Cauli Le Chat

Cauli Le Chat
Cauli Le Chat, MPL Feline Roving Reporter
Showing posts with label Max Brooks zombie survival guide October SpookFest Cauli Le Chat MPL roving reporter cat feline cat's eye view Mooresville Public Library Indiana MPL readers advisory. Show all posts
Showing posts with label Max Brooks zombie survival guide October SpookFest Cauli Le Chat MPL roving reporter cat feline cat's eye view Mooresville Public Library Indiana MPL readers advisory. Show all posts

Monday, January 14, 2013

Zombies Revisited

Nearly three years ago, when Scowl-Face used iMovie for the first time to make a book trailer for The Zombie Survival Guide, by Max Brooks, ol' Scowlly was not privy to the finer workings of the Mac software, to say the least.  He has been wanting to remake the video for years, but his Mac has become something of a zombie itself, so he has settled for Windows Movie Maker Live to retool the original book trailer.
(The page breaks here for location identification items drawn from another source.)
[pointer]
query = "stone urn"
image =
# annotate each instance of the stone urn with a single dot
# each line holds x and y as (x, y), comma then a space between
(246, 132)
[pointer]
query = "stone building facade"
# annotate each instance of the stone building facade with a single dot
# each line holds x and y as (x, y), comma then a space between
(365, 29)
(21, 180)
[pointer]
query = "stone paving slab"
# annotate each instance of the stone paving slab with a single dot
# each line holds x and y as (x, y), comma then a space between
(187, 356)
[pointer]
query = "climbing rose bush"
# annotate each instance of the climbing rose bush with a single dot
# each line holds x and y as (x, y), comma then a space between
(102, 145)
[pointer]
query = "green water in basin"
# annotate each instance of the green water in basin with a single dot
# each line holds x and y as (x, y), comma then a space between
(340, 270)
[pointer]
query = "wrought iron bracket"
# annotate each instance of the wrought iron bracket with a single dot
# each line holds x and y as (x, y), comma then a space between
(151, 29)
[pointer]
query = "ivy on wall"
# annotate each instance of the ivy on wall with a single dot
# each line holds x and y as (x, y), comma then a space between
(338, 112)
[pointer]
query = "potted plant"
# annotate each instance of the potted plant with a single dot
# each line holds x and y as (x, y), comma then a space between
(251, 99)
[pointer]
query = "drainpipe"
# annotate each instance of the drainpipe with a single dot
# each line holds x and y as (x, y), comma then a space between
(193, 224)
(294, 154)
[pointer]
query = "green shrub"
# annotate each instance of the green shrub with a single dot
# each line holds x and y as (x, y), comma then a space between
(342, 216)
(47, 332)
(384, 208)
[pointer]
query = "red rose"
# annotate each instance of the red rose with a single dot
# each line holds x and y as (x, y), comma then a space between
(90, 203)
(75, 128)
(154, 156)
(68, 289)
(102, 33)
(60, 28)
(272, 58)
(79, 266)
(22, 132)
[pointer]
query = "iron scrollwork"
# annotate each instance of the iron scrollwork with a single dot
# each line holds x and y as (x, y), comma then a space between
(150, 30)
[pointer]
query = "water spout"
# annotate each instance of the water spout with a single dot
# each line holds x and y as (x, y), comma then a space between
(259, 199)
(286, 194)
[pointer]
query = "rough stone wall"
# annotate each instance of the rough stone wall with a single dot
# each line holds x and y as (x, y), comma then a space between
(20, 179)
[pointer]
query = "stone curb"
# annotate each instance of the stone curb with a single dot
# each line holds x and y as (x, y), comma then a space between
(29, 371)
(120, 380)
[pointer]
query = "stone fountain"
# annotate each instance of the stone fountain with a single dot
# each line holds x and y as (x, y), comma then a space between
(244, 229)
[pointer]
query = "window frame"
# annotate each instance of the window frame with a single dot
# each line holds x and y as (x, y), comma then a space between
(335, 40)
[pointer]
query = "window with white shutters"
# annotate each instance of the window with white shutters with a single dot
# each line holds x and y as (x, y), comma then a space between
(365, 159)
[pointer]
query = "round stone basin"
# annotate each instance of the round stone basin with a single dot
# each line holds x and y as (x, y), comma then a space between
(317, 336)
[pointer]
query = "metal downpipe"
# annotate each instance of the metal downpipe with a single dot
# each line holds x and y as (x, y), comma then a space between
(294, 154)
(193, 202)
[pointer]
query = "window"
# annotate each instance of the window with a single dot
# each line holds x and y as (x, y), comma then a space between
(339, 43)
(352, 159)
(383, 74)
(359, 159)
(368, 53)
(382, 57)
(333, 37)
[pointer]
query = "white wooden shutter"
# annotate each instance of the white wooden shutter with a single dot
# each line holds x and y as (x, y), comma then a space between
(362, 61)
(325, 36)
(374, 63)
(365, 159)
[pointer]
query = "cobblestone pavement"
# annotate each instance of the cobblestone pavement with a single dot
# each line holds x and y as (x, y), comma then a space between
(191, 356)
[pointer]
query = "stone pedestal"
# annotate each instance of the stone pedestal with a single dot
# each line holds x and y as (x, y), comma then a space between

MPL Book Trailer #11A (2013 Version)
The Zombie Survival Guide, by Max Brooks

What makes the book trailer worth watching are:

  • The Music Man's cacophonous live version of Starmap to Orion, recorded at Millikin University just a few days before our original book trailer was made (in February, 2010); and
  • Drawer Dude's original sketches, which are plenty scary and exquisitely fit the mood of the subject matter.
There should be a high-definition video of that live performance on YouTube.  Minions, you know what to do.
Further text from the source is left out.